A aceitação definitiva veio mesmo em QUATRO POR QUATRO, e acredito que aqui o autor soube incorporar tudo o que era necessário para atingir o público, manteve seu estilo, tinha cara de novela (estruturada nos moldes que os puristas consideram como o ideal) e personagens bastante reconhecíveis e identificáveis em novelas. Bruno (Humberto Martins) era um homem preso a um passado trágico que volta para recuperar o amor da filha, deixada aos cuidados de um tio ambicioso e inescrupuloso. Some-se a isto a vingança atrapalhada de quatro mulheres que se sentiam prejudicadas por seus homens e temos um grande sucesso do horário.
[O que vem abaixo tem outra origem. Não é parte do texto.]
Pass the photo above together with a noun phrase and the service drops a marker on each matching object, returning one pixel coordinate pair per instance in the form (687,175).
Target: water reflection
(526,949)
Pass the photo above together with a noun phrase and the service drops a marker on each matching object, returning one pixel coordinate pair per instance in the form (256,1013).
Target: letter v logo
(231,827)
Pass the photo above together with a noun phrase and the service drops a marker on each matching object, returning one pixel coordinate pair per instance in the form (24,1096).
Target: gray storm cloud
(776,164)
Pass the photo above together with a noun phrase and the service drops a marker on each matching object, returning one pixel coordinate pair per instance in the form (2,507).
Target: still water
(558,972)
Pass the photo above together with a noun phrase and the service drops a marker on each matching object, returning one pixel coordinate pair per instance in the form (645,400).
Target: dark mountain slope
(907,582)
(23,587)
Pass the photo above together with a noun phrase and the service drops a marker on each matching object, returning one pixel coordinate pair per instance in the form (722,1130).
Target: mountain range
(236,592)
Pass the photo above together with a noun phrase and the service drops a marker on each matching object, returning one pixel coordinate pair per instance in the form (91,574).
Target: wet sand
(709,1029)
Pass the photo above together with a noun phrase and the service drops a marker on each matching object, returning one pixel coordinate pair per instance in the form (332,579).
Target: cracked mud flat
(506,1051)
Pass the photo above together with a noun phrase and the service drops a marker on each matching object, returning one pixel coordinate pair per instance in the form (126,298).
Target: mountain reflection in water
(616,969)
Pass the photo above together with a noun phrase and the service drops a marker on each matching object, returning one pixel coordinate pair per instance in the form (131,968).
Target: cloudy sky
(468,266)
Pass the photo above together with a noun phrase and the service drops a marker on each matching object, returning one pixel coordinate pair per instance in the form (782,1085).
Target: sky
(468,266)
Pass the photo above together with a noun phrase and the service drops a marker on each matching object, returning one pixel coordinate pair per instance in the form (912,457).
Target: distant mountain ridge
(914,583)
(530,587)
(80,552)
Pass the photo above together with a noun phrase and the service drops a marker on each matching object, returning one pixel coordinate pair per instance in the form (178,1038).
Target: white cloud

Nas novelas seguintes Lombardi trabalha com os mais diferentes temas, entretanto é latente em cada uma das obras os dramas familiares que já citei acima. VIRA LATA, UGA UGA, O QUINTO DOS INFERNOS, KUBANACAN e PÉ NA JACA trouxeram em sua estrutura personagens que buscavam recuperar algo que haviam perdido, um momento que lhes foi interrompido, precisando resgatar no passado o que os impede de viver bem o presente, seja por uma tragédia, seja por um mistério ou por fatos históricos. 



Até mesmo em tramas que não são suas e que é chamado para recuperar a história e a audiência (sim, ele conseguiu recuperar novelas fadadas ao fracasso como CORAÇÃO DE ESTUDANTE e BANG BANG), o autor consegue destrinchar o psicológico de cada personagem e criar uma trama mais envolvente e cheia de nuances.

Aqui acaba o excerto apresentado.